Around 15 minutes further find San Francisco, locally tabbed San Pancho. As an expat town it is quiet and seemingly more organized than other spots. Real estate was thing here until the crash. But there are still bargains to be found and quiet cafes in which to discuss them. It’s short on chipotle mask stores and hip clothes shops but it’s a colorful and walkable place in which to gather your senses. Stop in at Entre Amigos, on the main street of the Ave. of Third World Nations. It’s a gathering spot in the community run by volunteers who want to teach children reading or teach locals to sew, create crafts, even creatively recycle junk. It’s a model for what community power can do and also has great gift, sweets and consignment shops where profits go to a good cause.
Northward still stop in at Chacala, perhaps another 30 minutes away and said to be another up and coming expat hollow, before continuing on toward San Blas.
The town of San Blas is an odd outpost at the north point of Nayarit, And it’s perhaps the only one with a history.
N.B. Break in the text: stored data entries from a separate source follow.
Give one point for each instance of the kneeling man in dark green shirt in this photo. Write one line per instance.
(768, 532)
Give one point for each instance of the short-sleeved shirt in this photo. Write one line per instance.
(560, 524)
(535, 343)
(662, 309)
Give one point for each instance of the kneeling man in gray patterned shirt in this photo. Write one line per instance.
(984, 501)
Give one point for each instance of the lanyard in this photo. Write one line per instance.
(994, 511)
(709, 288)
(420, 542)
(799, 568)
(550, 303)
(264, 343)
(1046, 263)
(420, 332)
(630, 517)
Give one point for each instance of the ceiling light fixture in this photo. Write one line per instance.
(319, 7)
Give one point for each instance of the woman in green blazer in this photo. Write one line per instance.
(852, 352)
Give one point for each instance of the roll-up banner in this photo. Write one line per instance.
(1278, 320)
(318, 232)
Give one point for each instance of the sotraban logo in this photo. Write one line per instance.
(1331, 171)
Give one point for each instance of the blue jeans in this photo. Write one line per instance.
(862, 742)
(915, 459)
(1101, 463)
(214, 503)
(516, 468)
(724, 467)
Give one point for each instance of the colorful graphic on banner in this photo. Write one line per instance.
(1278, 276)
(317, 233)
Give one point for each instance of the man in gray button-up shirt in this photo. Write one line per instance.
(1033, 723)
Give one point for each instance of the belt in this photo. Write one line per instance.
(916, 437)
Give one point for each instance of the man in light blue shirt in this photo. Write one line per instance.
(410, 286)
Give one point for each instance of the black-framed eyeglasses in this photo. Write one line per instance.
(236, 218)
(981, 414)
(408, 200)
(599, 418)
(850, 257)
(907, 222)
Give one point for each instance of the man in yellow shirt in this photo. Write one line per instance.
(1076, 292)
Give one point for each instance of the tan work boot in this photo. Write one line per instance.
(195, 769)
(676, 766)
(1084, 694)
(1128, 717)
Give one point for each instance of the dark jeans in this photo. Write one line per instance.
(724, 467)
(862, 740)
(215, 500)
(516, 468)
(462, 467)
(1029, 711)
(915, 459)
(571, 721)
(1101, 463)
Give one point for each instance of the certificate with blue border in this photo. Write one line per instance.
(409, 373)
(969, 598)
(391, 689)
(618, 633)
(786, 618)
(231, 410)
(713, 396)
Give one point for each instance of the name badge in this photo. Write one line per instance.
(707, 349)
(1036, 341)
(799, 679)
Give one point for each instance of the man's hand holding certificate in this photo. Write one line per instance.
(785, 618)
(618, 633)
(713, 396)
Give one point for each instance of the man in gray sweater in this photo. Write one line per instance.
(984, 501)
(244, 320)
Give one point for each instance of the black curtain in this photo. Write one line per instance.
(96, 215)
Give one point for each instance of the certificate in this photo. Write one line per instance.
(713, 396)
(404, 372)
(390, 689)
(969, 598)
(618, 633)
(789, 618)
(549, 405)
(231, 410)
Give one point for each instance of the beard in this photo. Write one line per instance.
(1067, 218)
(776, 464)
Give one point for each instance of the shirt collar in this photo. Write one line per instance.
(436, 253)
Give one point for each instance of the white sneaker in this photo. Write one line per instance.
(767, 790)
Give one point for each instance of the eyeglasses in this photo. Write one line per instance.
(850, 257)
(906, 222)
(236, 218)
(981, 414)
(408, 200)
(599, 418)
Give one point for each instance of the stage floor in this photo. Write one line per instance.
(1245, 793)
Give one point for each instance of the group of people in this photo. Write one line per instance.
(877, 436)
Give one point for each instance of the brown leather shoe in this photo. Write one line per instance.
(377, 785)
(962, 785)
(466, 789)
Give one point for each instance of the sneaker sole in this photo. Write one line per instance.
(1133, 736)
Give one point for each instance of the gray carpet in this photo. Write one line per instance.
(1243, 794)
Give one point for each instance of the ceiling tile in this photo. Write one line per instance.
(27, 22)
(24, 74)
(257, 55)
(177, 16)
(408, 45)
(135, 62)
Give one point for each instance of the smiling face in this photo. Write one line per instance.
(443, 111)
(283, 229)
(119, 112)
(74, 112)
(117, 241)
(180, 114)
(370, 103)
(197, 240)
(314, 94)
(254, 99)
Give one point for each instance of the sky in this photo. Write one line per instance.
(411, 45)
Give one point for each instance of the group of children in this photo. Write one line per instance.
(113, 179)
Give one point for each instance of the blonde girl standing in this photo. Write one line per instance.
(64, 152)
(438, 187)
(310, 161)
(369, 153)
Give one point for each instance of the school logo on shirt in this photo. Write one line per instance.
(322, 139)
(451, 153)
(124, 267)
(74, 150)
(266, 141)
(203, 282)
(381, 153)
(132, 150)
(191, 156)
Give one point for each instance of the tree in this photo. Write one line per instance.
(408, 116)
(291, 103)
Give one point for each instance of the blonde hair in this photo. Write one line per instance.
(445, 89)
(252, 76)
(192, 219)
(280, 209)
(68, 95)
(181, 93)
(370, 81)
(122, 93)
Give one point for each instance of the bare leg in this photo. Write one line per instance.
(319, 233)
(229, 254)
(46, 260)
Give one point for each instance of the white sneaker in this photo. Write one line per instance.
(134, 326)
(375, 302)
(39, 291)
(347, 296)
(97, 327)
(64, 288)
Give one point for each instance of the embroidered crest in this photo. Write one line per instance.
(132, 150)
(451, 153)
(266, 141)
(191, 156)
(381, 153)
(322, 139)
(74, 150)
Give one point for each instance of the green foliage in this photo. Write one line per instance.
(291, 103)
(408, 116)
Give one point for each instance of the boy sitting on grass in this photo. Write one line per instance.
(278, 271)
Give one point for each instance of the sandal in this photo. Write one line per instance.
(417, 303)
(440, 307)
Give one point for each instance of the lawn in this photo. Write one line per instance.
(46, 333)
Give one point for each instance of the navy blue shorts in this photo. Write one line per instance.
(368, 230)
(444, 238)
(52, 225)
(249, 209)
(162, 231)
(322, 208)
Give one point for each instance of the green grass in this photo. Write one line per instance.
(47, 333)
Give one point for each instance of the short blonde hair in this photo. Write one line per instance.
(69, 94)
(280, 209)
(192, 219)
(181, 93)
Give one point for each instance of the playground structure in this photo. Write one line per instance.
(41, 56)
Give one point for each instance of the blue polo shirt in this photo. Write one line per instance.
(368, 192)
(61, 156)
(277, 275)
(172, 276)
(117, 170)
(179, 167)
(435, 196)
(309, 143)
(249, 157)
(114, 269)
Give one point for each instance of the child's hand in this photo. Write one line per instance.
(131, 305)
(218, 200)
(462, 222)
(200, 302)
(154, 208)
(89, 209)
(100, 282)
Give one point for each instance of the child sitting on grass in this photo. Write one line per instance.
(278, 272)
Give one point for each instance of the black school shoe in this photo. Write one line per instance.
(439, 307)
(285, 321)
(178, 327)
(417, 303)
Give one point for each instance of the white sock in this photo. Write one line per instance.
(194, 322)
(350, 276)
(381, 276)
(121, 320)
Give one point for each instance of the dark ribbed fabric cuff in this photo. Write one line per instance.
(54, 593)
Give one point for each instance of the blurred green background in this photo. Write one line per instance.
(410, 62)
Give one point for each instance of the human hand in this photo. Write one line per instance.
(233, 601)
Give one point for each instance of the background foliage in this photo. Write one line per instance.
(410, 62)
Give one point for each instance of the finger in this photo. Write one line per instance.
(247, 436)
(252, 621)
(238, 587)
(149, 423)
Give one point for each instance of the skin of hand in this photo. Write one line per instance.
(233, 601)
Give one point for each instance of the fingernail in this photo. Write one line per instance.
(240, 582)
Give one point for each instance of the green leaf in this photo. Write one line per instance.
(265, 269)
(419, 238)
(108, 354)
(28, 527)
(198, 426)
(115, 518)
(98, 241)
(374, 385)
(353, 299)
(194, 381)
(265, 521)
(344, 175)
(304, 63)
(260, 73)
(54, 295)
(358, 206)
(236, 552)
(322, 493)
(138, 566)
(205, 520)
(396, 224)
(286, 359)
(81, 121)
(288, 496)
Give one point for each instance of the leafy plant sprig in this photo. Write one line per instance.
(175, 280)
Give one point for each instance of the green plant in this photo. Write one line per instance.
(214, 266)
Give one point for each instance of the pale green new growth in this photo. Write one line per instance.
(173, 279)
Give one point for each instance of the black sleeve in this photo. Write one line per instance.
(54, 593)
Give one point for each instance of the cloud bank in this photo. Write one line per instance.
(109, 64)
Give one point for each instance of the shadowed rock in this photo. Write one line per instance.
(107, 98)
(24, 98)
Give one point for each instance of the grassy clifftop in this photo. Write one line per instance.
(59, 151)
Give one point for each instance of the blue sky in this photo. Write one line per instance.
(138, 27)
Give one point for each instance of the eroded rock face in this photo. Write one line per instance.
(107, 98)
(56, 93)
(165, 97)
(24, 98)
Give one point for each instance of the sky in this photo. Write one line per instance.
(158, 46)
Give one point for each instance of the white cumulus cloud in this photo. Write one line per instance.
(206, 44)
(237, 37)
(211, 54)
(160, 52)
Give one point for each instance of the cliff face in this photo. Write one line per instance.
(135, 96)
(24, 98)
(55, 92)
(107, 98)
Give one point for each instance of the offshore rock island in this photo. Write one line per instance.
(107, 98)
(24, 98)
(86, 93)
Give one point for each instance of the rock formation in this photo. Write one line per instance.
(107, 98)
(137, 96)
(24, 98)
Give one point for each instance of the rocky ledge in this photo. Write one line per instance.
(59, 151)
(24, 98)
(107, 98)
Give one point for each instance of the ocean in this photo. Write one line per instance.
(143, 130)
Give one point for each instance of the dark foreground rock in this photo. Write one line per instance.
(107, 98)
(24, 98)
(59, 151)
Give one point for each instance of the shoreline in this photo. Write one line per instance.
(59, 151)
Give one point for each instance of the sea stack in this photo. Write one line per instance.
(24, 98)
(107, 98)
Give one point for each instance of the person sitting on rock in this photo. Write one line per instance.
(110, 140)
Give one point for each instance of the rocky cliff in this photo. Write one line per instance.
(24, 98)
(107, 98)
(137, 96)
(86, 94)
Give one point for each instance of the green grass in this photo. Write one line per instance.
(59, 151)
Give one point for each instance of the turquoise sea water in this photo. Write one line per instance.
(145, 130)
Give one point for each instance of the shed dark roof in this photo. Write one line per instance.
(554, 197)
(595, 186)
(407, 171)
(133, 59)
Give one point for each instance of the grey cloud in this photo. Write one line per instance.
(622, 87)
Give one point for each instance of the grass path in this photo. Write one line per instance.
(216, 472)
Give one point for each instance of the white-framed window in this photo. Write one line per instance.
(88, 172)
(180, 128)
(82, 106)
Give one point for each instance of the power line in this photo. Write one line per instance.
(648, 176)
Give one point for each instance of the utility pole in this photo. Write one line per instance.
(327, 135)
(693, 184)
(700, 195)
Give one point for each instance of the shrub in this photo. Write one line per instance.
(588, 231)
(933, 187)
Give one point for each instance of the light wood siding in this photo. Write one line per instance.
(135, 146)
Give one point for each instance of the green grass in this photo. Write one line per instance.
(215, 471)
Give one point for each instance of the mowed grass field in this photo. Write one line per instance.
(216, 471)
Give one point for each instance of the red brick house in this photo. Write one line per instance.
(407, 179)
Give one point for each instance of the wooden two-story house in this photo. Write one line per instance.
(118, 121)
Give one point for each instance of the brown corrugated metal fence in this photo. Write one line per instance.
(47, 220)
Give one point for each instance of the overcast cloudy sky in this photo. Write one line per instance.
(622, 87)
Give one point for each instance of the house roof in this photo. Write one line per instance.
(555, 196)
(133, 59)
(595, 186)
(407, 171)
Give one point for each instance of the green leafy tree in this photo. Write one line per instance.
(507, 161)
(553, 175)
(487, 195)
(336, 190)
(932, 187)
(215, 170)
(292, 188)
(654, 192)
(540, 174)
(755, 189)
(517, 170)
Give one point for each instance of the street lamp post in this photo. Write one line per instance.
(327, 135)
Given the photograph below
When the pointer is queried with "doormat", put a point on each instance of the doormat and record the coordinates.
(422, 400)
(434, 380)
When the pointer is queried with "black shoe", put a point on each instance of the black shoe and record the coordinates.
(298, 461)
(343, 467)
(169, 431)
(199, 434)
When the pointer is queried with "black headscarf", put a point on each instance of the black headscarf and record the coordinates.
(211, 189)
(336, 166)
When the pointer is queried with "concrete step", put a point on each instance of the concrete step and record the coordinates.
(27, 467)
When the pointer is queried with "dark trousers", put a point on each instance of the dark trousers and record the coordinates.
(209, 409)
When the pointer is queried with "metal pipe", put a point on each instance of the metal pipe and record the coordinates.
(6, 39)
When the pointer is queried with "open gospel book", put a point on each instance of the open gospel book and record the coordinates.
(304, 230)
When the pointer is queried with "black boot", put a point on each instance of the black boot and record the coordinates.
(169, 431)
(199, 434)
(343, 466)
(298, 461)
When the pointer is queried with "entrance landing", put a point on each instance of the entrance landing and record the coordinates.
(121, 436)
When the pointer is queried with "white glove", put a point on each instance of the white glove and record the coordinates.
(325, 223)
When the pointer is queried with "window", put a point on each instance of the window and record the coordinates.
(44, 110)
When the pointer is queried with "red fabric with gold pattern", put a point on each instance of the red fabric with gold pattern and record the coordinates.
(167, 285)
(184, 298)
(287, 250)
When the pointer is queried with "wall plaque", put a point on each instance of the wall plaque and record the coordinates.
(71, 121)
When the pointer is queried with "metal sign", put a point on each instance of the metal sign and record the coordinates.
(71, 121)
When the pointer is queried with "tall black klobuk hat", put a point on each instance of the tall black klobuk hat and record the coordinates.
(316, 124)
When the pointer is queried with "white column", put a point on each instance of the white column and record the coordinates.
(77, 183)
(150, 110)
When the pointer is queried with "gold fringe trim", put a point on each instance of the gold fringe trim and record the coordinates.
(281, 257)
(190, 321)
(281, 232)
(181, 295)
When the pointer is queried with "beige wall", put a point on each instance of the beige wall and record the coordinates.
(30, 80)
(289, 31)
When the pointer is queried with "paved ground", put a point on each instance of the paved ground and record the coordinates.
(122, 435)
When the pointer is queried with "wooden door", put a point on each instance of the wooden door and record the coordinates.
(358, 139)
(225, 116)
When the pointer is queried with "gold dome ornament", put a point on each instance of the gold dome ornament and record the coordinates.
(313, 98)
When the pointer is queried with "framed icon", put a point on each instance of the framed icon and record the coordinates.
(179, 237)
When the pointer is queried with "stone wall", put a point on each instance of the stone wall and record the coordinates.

A deep port, it dates back to 1531, although not an official spot on any map until 1768 when it became a base for the Spanish Navy. The fort still stands, with a church nearby, ruins on a hill above the town but worth the visit for the view alone.
In town, an old Spanish square holds the carts selling weavings, beaded ornaments and whatnots across from the old and the new church. Some outdoor cafes provide the afternoon Cervezas but the real culinary treat lies at the Garza Canela Hotel where Chef Betty Vazquez whips up gourmet mole. The Cordon Blue-trained chef worked with Michelin three-star chef Juan Mari Arzak in Spain and serves up “slow food,” locally sourced, seasonally concepted dishes from a well-run kitchen in an unexpected place.
San Blas is a three-hour drive from Punta de Mita that can be punctuated still by a boat ride through mangrove forests of the Tovara National Park just outside of town. The rides cost about $10 and last a good 90 minutes or more through stunning wetlands containing herons, hawks, cranes, tortoises, and slumbering crocs. Some tours end in a swim with baby crocs in a crocodile farm run by the concession.
On the way back stop at one of the virgin beaches, empty and white against the late afternoon sun, and order up a freshwater fished smoked in mangrove wood. Fishing, birding, beaching, time stretches out forever along this rarefied coastline where anything can happen.